Economic Outlook: North America
By Scott Hazelton12 April 2011
The construction market continues to suffer from an excess inventory and little demand. While the outlook has improved, employment growth is lagging and it will still take some time for housing inventories to be depleted, excess commercial and industrial space to be absorbed and for state and local budgets to return to health.
This suggests at least one more weak year for the industry. Construction spending may make positive gains in the second half of 2011, but this would result a flat growth rate for the year as a whole. And with the market at such a deep trough in 2011, any growth would still leave output at a historically low level.
The near-term prospects for residential construction are muted as several factors dampen the market. The inventory of homes for sale remains high, as banks are insisting on 20% down payments for new homebuyers and the foreclosure process continues to add existing homes to inventory.
Record low levels of household formation are also depressing the market. Data from the Census Bureau shows that between March 2009 and March 2010, the number of households rose by 357000 - the smallest increase since comparable data began in 1947. In addition, the number of homes built increased by only 398000 the previous year, the third smallest increase on record.
Potential homeowners (and lenders) are waiting for improved employment prospects before venturing into the market. With a jobs picture that should improve by summer, some housing rebound is likely in the second half of 2011.
But it will be a prolonged recovery from a very deep hole. Starts will not return to their normal level of around 1.5 million units until 2013. Multi-family construction remains at all-time lows with nowhere to go but up.
The most recent monthly data shows a rebound in activity, but this is a notoriously volatile segment. The likely path is a slow rebound with spending levels not expected to reach those of the boom for at least the next five years.
The broad commercial category should eke out some growth in 2011. The bellwether office segment will hold back overall growth as vacancy rates remain high, even with low rental rates. However, the recovery in financial markets has pushed forward IHS Global Insight's estimate of when new construction might be needed to the second half of 2011.
The other weak spot for commercial activity is related to the auto industry. While car sales will improve, the consolidation of dealers during the recession still suggests an excess of facilities in the market.
Other portions of the commercial market are recovering, however. Retail space will probably show positive growth as soon as the first quarter of 2011 thanks to strong retail spending by consumers in late 2010.
Lodging may also show some surprise growth in the second half of the year. This is a segment that seemed dramatically overbuilt as the recession came, but recent evidence has shown tightening vacancy rates and increasing revenue per room - the combination leading to announcements of expansion and renovations by virtually all major hotel chains.

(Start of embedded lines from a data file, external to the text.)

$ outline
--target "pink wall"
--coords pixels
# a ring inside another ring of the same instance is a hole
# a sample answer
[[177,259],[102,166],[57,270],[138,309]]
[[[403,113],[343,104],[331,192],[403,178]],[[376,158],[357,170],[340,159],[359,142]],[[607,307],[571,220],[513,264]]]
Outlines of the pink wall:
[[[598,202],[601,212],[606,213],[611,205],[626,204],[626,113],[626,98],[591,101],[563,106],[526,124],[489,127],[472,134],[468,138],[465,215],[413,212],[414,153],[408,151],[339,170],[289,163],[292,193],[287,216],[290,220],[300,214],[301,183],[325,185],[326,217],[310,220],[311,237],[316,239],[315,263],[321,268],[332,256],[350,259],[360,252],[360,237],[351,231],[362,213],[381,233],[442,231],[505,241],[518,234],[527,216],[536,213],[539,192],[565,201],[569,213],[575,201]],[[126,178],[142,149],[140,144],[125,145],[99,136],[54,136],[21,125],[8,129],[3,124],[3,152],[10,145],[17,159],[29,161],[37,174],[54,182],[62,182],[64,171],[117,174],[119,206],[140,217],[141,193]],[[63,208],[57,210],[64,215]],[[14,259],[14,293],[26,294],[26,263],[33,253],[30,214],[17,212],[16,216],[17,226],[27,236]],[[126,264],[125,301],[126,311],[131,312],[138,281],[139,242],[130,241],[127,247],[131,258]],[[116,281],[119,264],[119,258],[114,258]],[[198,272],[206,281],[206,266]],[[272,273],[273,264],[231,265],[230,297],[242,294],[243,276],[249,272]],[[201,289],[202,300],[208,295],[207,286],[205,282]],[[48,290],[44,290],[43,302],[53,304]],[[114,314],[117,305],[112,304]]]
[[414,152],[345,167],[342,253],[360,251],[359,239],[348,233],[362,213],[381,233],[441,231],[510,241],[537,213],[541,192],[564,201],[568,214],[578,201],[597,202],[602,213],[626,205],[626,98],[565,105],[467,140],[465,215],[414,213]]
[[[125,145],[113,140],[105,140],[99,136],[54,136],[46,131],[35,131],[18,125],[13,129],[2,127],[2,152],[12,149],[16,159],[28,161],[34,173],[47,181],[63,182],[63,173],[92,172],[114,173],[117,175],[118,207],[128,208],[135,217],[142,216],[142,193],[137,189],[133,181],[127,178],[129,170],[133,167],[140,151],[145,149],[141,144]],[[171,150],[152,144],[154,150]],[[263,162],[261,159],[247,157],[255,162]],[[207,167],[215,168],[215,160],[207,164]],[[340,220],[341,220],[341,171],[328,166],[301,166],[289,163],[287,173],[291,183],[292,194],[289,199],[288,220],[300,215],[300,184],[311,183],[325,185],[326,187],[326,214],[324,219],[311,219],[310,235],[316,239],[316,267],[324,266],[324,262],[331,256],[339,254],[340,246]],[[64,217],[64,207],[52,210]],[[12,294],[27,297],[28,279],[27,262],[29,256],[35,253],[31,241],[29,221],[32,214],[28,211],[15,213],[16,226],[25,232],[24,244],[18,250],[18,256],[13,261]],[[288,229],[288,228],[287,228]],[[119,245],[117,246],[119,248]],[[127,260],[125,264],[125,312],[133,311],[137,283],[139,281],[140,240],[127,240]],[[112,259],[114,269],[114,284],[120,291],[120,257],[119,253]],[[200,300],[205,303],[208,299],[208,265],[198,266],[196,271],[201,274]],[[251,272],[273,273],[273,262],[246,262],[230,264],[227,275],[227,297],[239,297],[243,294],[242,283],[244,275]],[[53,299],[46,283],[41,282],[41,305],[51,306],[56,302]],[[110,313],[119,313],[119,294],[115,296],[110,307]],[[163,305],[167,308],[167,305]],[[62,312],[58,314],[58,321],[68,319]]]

Manufacturing construction had an awful 2010, contracting by -32.1%. The start of 2011 will not be kind, and IHS Global Insight expects this segment to slide another -10% this year.
There is good news in the form of the weak Dollar which makes US products competitive in faster growing parts of the world, particularly Asia. However, the Euro is also weak, which means more competition in export markets.
Total infrastructure spending declined modestly in 2010 as deep cuts in the power sector more than offset minor gains in the highways, water and sewer segments.
The issue in 2011 will be massive fiscal shortfalls in virtually every state, particularly large ones such as California, Illinois and even Texas. Projects funded by state and local governments will face severe restrictions with water and sewer work particularly hard hit.
Highway spending will benefit from continuing federal stimulus money, although this will be the last year of significant infusions and next year could see a decline in spending.
While the Obama administration has proposed additional infrastructure spending, much of it intended for high speed rail, it is unlikely that this will pass Congress. Even if it should, it would still be several years before the initiative showed up in construction output. Indeed, states that would have seen high speed rail funding - notably Ohio and Florida - have declined federal assistance due to the lack of state funds necessary for the projects.
Healthcare construction spending fell -7.6% in 2010 as the recession conspired with continuing uncertainty over health care reform to limit new investment. Nevertheless, a growing and aging population has propelled growth in this sector every year since 2005, and positive annual growth is expected to resume.
Growth will not be as strong as in the past as budget woes weigh on the public sector that comprises over a quarter of health care construction. On the private side, a housing recovery should restart medical office demand by 2012, and an emphasis on cheaper outpatient care will continue to promote construction of specialty care buildings.
Educational building construction is in for a tougher time as public spending accounts for about 80% of funding for this segment. IHS Global Insight expects a contraction of -3.3% in 2011, followed by a period of slow growth. Demographics and migration will continue to create demand for new schools, but even with a recovery in tax revenues, the high and increasing cost of health care and retirement plans for public employees will limit the funds available for capital improvements in education.
Growth in 2012
Taken as a whole, the US construction market will contract once more in 2011. However, the worst is behind it, and some growth will return to key segments in the second half of the year - just not enough to turn the year positive.
Growth should return in a big way in 2012 - real growth could top +15%, lead by the residential sector. The hole is very deep, however, and even with several years of strong growth, it will be 2015 before the US once again cracks the US$ 1 trillion mark that it had attained for much of the past decade.